Final Count: FinReg Orders 68 New Studies
CNN has done the hard work of parsing the Dodd-Frank financial regulatory reform bill, and has found that the final version calls for a whopping 68 studies — more than twice the number of previous estimates.
“„Instead of toughening up ethical and marketing standards for financial planners, Congress studies the issue in the financial overhaul bill. Instead of making it easier to sue lawyers, accountants and bankers who help commit securities fraud, Congress studies the issue. The bill also studies, among other things: short selling, reverse mortgages, improved insurance regulation, private student loans, oversight of carbon markets and the “feasibility of requiring use of standardized algorithmic descriptions for financial derivatives.”

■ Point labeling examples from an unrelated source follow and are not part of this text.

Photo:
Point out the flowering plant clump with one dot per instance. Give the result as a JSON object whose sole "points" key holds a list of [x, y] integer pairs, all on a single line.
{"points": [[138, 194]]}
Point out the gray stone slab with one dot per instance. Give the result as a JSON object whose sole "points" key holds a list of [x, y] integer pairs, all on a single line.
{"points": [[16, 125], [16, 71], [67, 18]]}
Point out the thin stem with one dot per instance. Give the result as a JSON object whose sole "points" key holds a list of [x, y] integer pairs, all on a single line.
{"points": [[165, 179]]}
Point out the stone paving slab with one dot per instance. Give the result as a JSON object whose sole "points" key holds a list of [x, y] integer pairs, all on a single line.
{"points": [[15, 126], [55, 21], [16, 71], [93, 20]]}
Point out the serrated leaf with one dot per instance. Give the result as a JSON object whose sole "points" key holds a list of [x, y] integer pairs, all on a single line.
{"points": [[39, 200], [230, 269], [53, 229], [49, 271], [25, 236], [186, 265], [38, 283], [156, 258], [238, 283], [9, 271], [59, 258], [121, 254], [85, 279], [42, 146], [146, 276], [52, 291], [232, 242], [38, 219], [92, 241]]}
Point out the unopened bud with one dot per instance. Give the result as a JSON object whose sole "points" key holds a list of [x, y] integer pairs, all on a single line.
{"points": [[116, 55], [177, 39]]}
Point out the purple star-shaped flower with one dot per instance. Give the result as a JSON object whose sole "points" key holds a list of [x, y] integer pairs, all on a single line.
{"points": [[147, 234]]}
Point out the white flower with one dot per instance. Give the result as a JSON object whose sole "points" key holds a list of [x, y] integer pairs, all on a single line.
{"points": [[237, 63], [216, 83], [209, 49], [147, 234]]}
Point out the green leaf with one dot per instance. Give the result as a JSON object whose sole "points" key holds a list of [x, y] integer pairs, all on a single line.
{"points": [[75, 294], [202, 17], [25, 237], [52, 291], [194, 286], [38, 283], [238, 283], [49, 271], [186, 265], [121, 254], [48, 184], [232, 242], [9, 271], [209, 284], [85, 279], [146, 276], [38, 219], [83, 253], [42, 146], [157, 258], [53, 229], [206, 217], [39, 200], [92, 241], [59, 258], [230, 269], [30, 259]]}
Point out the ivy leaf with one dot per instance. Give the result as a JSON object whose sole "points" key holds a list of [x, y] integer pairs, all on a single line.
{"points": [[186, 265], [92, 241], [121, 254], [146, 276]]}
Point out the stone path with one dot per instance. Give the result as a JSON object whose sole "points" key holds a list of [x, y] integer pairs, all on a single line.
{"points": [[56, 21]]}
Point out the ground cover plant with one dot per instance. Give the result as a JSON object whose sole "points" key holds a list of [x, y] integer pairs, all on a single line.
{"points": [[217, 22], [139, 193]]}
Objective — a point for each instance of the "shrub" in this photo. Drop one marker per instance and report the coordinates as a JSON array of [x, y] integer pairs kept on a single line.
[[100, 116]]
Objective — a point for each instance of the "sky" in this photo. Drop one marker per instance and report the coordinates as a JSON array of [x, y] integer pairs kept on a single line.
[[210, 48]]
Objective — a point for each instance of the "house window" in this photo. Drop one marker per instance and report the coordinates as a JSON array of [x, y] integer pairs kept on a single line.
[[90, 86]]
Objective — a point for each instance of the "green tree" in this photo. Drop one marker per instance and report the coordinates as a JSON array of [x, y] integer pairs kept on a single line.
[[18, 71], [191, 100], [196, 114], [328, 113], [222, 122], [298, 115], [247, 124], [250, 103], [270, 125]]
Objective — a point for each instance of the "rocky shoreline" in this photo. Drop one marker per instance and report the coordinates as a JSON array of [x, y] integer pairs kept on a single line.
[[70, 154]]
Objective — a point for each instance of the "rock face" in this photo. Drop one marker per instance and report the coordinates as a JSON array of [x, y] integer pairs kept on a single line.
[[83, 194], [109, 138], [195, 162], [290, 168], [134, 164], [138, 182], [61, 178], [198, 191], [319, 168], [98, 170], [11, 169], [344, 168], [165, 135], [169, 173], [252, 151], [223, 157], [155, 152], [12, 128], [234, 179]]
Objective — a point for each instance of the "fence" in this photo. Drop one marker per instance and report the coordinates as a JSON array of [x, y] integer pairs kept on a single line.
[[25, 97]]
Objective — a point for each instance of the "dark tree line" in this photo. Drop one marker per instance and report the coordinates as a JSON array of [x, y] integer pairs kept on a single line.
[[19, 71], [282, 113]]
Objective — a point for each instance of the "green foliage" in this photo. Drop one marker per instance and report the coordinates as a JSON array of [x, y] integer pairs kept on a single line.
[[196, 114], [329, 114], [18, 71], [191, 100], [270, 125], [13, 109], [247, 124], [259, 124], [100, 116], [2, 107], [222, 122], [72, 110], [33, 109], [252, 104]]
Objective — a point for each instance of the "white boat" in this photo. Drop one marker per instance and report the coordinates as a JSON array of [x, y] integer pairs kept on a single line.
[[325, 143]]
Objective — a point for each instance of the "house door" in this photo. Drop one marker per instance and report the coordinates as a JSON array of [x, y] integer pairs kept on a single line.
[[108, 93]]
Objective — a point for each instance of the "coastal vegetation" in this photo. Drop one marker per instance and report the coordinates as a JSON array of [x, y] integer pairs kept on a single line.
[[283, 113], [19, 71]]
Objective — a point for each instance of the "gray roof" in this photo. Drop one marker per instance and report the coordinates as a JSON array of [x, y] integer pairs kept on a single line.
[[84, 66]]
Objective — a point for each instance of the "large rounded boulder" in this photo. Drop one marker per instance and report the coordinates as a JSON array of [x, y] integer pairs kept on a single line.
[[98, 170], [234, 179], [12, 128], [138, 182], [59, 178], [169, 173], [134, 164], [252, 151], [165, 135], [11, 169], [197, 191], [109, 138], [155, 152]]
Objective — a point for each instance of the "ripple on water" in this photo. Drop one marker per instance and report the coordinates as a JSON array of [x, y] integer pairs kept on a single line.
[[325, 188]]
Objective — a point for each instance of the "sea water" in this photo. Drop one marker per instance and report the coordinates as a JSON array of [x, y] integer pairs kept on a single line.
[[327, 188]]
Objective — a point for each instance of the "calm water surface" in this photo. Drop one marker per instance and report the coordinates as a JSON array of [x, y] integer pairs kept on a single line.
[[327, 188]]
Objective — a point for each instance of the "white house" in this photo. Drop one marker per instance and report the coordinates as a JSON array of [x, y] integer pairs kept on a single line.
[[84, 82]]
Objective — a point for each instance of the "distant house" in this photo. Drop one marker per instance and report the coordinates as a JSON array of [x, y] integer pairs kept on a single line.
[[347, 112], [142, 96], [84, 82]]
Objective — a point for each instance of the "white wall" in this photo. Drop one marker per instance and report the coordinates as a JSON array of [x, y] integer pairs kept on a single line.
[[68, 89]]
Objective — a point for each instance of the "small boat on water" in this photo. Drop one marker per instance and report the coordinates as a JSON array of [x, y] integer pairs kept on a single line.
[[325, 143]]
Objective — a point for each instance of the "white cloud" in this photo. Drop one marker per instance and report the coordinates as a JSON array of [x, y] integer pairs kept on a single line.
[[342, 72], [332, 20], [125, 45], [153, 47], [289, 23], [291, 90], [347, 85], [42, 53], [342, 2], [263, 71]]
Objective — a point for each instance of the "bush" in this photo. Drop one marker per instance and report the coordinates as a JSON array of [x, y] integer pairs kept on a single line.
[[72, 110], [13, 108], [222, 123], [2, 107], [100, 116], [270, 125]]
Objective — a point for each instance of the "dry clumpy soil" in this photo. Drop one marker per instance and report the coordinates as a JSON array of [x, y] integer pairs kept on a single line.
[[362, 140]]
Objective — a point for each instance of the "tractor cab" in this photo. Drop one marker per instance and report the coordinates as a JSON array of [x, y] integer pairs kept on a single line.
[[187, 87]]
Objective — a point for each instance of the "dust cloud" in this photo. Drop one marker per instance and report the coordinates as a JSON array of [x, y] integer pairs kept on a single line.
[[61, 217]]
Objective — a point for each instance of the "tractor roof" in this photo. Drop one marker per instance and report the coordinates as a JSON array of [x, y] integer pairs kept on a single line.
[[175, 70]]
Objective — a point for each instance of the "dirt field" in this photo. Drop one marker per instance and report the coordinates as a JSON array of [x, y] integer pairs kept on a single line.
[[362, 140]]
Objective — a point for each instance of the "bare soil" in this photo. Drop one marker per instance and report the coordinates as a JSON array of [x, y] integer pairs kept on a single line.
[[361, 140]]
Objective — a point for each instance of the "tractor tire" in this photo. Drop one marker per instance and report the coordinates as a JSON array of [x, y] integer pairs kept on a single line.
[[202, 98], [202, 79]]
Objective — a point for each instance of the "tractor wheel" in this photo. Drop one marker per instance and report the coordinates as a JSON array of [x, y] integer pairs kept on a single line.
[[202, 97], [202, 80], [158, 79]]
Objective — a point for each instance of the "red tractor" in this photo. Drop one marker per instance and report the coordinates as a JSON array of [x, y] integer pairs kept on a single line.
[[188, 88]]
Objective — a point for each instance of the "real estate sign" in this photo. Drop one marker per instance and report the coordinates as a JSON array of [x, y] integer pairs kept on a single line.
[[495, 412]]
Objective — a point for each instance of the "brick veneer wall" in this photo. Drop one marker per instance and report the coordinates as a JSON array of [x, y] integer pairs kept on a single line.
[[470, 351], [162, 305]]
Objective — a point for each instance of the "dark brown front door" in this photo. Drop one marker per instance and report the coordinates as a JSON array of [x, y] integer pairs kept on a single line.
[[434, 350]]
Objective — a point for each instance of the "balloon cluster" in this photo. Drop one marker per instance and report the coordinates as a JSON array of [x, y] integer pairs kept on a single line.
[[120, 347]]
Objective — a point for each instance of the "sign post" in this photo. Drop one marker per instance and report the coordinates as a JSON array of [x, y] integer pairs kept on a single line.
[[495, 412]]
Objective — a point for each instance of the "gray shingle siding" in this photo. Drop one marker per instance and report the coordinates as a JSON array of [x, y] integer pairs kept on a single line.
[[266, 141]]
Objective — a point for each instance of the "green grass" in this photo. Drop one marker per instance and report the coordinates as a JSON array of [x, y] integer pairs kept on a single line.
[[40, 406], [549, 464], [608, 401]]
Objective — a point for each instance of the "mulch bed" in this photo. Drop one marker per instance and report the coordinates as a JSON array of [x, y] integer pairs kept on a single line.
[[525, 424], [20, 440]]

In many cases, the government-mandated studies make sense: Washington wants to analyze exotic financial instruments before regulating them, which is certainly better than Washington rushing a loophole-addled or half-baked provision into the bill. In the case of Fannie Mae and Freddie Mac, too, the government has little incentive to act quickly given the complexity of the regulatory challenge and the tenuous stability of the enormous housing market. But the CNN article gets at why in many cases the studies are problematic: The bill includes them because lobbyists managed to kill hard-and-fast regulations. And ordering a study gives lobbyists and businesses more opportunities to wear down legislators and regulators.